From ARCADE Issue 31.4. Subscribe to receive ARCADE in print.

Richard Saul Wurman, graphic designer, architect, TED founder and originator of the term “information architect,” believes that nearly all organizational schemes for data can be reduced to five basic dimensions known as LATCH: Location, Alphabet, Time, Category and Hierarchy.

Location usually focuses on geography. Which regions of a business have the highest sales? Which local markets have the steepest declines? Mapped locations can also be contextually appropriate; for example, doctors can be organized by mapping their medical specializations to corresponding parts of the human body, while mechanics might organize their activities around the location of various parts of an automobile.

Alphabetical organization of information is often the easiest route to take, one that provides a clearly discernable, scalable, cross-cultural structure. A single name in a phone book can be readily found, regardless if the phonebook is in English, French or Portuguese.

Time also provides a simple form of organization. In a business context, we may wish to view changes in sales, profit or loss over a span of calendar years, fiscal years or financial quarters. Historical information is an obvious fit for chronological organization.

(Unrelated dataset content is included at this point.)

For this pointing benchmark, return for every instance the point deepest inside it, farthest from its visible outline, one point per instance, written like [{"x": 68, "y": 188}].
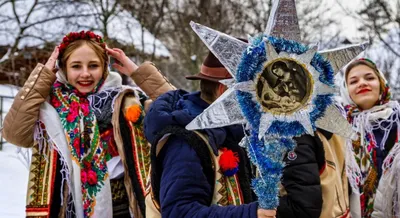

Categorical definitions are often more subjective and not as obvious in a data set. In some cases, the mere act of defining categories introduces bias. For example ,a popular movie might be categorized as “sci-fi,” “drama” or “comedy,” but determining which bucket a hybrid “sci-fi+ comedy” falls into becomes the subjective call of an information designer.

Hierarchical organization presents information according to a perceived value or weight. Numerical scales naturally fall under this vein, as well as any other data points that can be objectively or subjectively measured and quantified.

These five organizing elements provide powerful lenses through which to glean insight from information. Interactive data visualization scan exponentially expand this power by allowing users to instantly combine and switch between lenses, offering multifaceted levels of understanding.